In 1892, the family who owned the mill, the Likins, added a Leffels water turbine and a second story to the building, which housed new equipment including a Great Western roller. This meant the water wheel would no longer be needed. There is a 4- to 5-foot (in diameter) wheel box onsite that would have accommodated either a paddle or a water wheel. Clyde believes the wheel box is circa 1857.
The last name, Britain, came from the family who ran the mill operation the longest. Interestingly, their daughter, Bette, began to operate the mill as a miller – typically a man’s job – sometime before the 1940s.
Generally, Missouri’s water mills began a descent into ruin and abandonment about this time because electric (and sometimes steam) power allowed for larger industrial and more efficient operations. The availability of better means of transportation than horse- or mule-drawn wagons, along with better roads, also signaled an end to the requirement for milling operations and their associated services to be close by farmers’ properties.
Sometime after World War II, Britain Mill underwent a major restoration, representing the love people have for historic water mills, why the Beals bought this water mill and why I am working on a book about Missouri water mills in the Ozarks.
Britain Mill’s Restoration
Bill Cameron, a notable expert on water mill construction managed the Britain Mill restoration. He also is responsible for the beautiful design and construction of Edwards Mill, located on the campus of College of the Ozarks, near Point Lookout, Missouri. Bill’s wife, Letha, had spent time at the Britain Mill with the family and recalled those days as some of her “fondest.”

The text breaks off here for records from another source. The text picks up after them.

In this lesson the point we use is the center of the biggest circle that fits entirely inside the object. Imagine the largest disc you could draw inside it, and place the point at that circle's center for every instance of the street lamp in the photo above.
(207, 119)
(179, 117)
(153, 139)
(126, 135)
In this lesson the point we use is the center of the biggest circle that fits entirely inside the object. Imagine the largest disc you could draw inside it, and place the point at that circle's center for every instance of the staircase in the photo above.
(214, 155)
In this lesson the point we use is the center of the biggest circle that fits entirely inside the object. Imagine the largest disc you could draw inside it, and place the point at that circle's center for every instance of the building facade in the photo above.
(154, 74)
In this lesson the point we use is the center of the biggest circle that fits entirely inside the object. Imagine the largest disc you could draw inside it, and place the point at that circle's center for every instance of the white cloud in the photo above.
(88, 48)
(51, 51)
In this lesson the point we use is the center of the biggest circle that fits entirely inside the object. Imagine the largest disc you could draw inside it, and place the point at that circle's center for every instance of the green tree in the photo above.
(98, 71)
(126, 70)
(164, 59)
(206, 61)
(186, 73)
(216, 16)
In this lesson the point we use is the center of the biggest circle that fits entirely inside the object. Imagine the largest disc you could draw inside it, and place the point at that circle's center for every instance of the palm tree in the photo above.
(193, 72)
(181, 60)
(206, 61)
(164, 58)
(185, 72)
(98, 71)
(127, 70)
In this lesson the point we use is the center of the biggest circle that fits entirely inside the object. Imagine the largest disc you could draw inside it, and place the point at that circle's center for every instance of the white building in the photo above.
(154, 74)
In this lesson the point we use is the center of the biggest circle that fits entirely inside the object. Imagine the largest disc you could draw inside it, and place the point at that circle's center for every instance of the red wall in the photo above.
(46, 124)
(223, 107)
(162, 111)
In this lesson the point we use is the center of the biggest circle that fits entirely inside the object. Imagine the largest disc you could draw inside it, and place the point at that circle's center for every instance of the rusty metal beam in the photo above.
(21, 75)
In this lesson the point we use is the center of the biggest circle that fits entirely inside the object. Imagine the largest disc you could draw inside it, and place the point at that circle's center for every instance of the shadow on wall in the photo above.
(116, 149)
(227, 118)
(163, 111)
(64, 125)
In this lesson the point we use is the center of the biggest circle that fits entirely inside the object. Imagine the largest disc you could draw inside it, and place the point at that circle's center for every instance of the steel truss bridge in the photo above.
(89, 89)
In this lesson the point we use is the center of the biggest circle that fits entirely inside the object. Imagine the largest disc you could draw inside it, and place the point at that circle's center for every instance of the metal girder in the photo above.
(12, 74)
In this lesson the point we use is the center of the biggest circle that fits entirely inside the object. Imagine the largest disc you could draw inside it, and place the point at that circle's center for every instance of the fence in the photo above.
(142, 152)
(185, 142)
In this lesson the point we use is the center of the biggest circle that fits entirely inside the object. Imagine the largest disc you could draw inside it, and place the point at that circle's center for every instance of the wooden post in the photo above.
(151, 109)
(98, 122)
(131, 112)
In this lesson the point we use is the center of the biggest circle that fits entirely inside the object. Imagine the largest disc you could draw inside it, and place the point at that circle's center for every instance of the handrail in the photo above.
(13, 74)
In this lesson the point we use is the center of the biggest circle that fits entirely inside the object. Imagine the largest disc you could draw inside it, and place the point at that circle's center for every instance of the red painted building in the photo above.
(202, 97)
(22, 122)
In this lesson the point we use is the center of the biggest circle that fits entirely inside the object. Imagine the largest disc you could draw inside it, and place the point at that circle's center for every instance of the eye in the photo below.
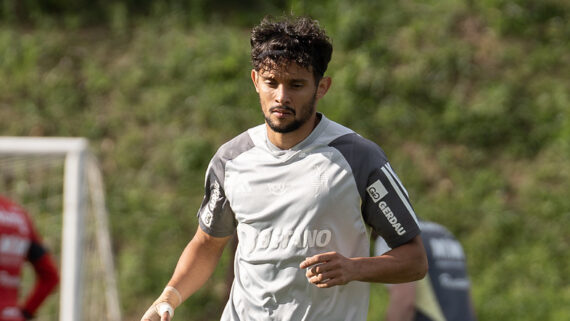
(270, 82)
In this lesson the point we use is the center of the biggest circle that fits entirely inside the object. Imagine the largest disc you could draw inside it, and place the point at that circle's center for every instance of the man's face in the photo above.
(288, 96)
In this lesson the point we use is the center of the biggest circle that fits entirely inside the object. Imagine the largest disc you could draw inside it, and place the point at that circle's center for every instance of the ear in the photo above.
(254, 76)
(323, 87)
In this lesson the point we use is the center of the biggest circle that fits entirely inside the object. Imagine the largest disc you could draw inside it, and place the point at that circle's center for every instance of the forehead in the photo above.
(289, 70)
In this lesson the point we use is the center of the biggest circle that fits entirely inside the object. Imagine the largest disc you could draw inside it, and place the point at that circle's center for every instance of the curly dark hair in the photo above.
(291, 39)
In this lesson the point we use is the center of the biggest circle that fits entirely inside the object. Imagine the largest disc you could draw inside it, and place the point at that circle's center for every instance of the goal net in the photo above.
(58, 182)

Today’s little red mill doesn’t stand where the original mill stood, but is only a stone’s throw away. You can still see two sluices and the old mill race and turbine pit in the ground nearby. You can see Turnback Creek, too.

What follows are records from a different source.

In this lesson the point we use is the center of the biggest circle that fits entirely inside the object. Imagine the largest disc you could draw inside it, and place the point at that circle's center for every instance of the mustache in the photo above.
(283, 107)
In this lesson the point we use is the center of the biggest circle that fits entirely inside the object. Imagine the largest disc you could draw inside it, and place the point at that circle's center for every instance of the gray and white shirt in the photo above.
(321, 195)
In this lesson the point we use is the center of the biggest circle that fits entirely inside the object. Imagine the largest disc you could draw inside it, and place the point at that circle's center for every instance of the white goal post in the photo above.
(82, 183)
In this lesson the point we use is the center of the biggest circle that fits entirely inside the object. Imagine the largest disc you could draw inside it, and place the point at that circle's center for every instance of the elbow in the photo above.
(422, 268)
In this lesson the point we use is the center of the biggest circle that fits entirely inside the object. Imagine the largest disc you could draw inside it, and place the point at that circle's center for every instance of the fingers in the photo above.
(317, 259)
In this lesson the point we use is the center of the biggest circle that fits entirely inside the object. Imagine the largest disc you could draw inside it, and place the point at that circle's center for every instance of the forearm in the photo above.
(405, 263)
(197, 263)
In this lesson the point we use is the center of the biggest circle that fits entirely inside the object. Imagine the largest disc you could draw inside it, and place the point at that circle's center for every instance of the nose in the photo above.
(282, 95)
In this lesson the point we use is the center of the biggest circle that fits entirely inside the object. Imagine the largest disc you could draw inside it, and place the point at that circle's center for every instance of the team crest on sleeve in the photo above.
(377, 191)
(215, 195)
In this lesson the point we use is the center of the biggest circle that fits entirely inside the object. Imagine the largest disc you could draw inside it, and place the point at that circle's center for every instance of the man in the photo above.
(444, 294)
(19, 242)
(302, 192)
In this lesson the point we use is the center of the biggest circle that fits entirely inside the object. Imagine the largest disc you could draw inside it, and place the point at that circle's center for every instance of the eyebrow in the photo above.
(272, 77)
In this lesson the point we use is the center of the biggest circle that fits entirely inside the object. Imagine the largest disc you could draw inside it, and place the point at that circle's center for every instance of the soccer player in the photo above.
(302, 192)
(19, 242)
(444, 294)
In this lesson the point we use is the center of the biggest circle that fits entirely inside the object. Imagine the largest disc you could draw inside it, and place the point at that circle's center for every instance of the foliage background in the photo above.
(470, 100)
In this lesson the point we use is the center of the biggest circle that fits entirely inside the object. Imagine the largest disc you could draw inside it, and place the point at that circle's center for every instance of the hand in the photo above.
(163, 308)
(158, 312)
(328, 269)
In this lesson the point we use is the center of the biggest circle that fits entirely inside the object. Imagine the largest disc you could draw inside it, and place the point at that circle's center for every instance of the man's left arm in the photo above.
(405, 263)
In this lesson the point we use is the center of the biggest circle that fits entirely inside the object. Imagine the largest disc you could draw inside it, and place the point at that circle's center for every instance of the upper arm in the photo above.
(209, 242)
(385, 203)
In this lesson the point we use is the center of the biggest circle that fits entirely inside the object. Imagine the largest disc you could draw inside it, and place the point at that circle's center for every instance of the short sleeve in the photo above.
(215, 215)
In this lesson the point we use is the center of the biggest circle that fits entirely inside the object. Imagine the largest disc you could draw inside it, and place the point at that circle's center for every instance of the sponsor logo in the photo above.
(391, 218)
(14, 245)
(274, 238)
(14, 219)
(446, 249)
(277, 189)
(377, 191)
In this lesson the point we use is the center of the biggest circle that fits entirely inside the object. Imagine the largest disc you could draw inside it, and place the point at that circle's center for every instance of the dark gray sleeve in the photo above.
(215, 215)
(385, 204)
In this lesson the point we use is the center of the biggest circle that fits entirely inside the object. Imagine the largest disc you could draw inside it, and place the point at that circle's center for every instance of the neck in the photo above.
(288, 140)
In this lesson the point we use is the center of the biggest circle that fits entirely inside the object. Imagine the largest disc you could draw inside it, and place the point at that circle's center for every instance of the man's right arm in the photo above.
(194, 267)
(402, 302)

We were so fortunate that Clyde walked with us to see pieces of the restored dam on Turnback. In 1988, after artist Vivian Boswell bought the property, she obtained the proper approval (Corps of Engineers and others) to construct a new spillway. Just four months later, a “500-year-flood” destroyed the new construction. There are a few parts and pieces left from the project, at the edges.

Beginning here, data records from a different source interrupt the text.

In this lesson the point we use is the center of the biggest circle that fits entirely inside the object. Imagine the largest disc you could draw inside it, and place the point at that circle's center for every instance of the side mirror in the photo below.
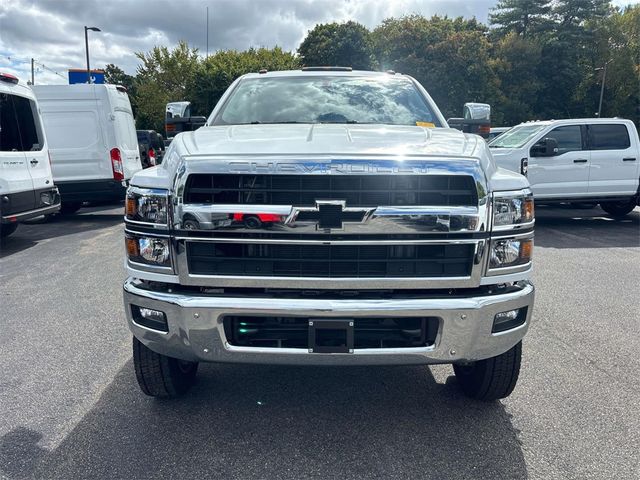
(477, 119)
(547, 147)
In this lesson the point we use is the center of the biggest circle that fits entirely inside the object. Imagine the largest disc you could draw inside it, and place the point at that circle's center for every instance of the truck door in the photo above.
(566, 174)
(16, 187)
(614, 160)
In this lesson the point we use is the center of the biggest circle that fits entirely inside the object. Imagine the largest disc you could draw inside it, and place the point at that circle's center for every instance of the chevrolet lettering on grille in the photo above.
(331, 214)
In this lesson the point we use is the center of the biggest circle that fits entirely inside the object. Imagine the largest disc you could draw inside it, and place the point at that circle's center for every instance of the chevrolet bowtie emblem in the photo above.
(331, 214)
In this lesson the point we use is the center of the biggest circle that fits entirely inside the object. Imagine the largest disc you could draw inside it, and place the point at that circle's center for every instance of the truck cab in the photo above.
(26, 184)
(579, 160)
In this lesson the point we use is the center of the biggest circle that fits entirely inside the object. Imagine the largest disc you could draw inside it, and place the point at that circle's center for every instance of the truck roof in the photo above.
(322, 73)
(564, 121)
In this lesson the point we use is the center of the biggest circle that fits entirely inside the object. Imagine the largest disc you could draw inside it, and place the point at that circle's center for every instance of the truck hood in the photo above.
(328, 139)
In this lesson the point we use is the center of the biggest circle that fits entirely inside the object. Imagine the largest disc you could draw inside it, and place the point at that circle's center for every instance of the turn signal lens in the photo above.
(147, 205)
(513, 210)
(132, 247)
(510, 253)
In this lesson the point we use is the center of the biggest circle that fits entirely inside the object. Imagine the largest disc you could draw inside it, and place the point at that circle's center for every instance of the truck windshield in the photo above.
(326, 99)
(516, 137)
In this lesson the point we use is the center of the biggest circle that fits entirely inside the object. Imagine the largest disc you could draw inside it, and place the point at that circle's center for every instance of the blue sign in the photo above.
(80, 76)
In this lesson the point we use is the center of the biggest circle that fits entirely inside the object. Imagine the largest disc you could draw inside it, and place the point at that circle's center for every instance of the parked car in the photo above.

After the Beals bought the property in 2002, they began to think of restoring it. In 2004, they hired project manager Harold Sullins, who worked at Montauk State Park, east of Licking, Missouri, which also has an old mill onsite.
The property had suffered from the terrible flooding, and none of the equipment or gear had been cleaned since a flood in 1993. Clyde writes, “The project goal was to restore the operations sufficiently to demonstrate to selected visitors how a custom mill might operate in the mid-19th century in the Ozarks. Initially, the existing equipment was cleaned and restored. The bran duster was fitted with screens for corn meal and grits to serve as a sifter, eventually. The restoration of water power was deferred for a later time, so plans for electrically powered equipment were made.”
And, of course, there were more projects in the works for the Beals … Clyde and Janet told tales of slogging away for more than 72 hours after a recent flooding a few years ago, to haul mud from the basement of the mill building – in buckets handed up and dumped out. They said it was back-breaking work.
Clyde offered to show us more of the 50-acre property, which has a walking trail with 27 cairns.
He is like a mountain goat, with his sneakers on, winding his way uphill through scrabble and showing us the improvements he has made throughout the years to his beloved property.
He and Janet may be in the sunset years of their lives, and they may not be able to dig out mud from flooding anymore, but they can look upon their mill with pride and satisfaction that for this generation, they have made a difference.
When asked why he decided to spend his retirement years restoring this old mill, Clyde summed it up: “I feel the need to be productive.”
You can see Britain Mill from the road. The address is 5922 Lawrence 1207, Ash Grove, Missouri, which is about 20 miles southwest of Springfield, Missouri.